The cooling off period should not take days of silence. And if you need to avoid a certain subject while you mull it over, that's fine. But you should also be able to discuss other things with your spouse when you are in a disagreement (aka: how was work? Do I need to get Janie from practice today? etc). If you can't do that, I'd suggest some couples therapy to work that out.
Anonymous
If you haven't contacted him aren't you also giving him the silent treatment? Why does he get the blame if neither of you are talking? Ask yourself if it's more important to make it right or more important for you to be right.
Anonymous
OP, how long has it been?
Anonymous
OP here. Thanks for all of the input. I'm usually the type to just contact the other person first as soon as I'm calm enough. I'm not very prideful that way. I guess it's because I've seen a bit of this behavior from him before, and now I'm wondering if I should handle it a different way to help create a boundary that this wont be acceptable in the relationship. In a past relationship, I was always the one to instigate the "work things out" conversation, and this was not a good dynamic for the relationship.

I guess that could be considered playing a game on my part, or it could be argued that I'm refusing to play his game. I don't really know. He may like the game: where he is hurt by the disagreement, he punishes me by no contact, then I contact him first (and to him it may mean something who does it first), and then I instigate the discussion where we work things out.

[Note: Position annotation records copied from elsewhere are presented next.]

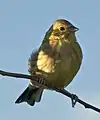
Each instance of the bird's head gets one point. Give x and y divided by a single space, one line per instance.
62 31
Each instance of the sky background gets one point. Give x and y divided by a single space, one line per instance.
22 27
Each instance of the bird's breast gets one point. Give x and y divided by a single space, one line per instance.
59 68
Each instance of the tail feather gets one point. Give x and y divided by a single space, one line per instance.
30 95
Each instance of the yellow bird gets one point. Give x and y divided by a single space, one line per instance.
58 60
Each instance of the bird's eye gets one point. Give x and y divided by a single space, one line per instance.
62 28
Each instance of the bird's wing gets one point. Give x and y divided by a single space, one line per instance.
32 63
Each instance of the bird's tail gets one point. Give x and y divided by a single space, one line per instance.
30 95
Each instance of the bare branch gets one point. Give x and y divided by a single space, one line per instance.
41 82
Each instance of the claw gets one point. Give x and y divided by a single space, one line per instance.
74 99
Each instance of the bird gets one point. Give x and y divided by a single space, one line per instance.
58 60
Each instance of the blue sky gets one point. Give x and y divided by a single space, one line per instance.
22 27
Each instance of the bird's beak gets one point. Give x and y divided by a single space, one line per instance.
73 29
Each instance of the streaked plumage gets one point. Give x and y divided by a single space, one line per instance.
58 60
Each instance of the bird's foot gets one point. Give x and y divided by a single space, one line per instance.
74 99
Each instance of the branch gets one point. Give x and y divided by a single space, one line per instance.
39 80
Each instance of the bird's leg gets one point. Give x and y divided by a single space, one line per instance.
74 99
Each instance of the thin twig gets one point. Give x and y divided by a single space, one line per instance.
36 80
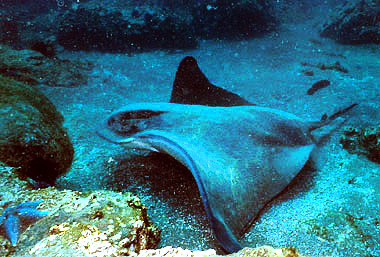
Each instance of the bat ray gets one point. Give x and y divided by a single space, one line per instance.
191 86
241 156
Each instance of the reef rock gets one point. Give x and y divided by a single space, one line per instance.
363 141
31 133
232 19
355 22
264 251
33 68
121 26
99 223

The disagreement was the night before last, so it's been 1.5 days and 2 nights. We don't live together. I'm still considering it may take some people that long to cool down. It wasn't huge in my eyes, and I don't think a lot of people would think it was huge (no extreme/extended yelling etc.), but everyone is different there too.

Anonymous
Anonymous wrote:
Anonymous wrote:
Anonymous wrote:Grown ups don't do the silent treatment. A few minutes to calm down and move on is one thing, hours or days is childish and ridiculous. Or it's abusive.

Dump and run.


I respectfully disagree. I've gotten into some pretty heated arguments with my partner and it's taken me days to cool off. Same with him on different occasions. Sometimes people need time to stop being defensive (or offensive), start calming down and being objective about their behavior or position. We both know that sometimes we just need to not hear from the other person for a few days before we can either agree to disagree or regroup and discuss again.


The cooling off period should not take days of silence. And if you need to avoid a certain subject while you mull it over, that's fine. But you should also be able to discuss other things with your spouse when you are in a disagreement (aka: how was work? Do I need to get Janie from practice today? etc). If you can't do that, I'd suggest some couples therapy to work that out.


I see the confusion. You thought I was married. I'm not. we don't live together. We don't see each other every day. it's not unusual to spend a couple days not talking - especially if our last encounter included a fight.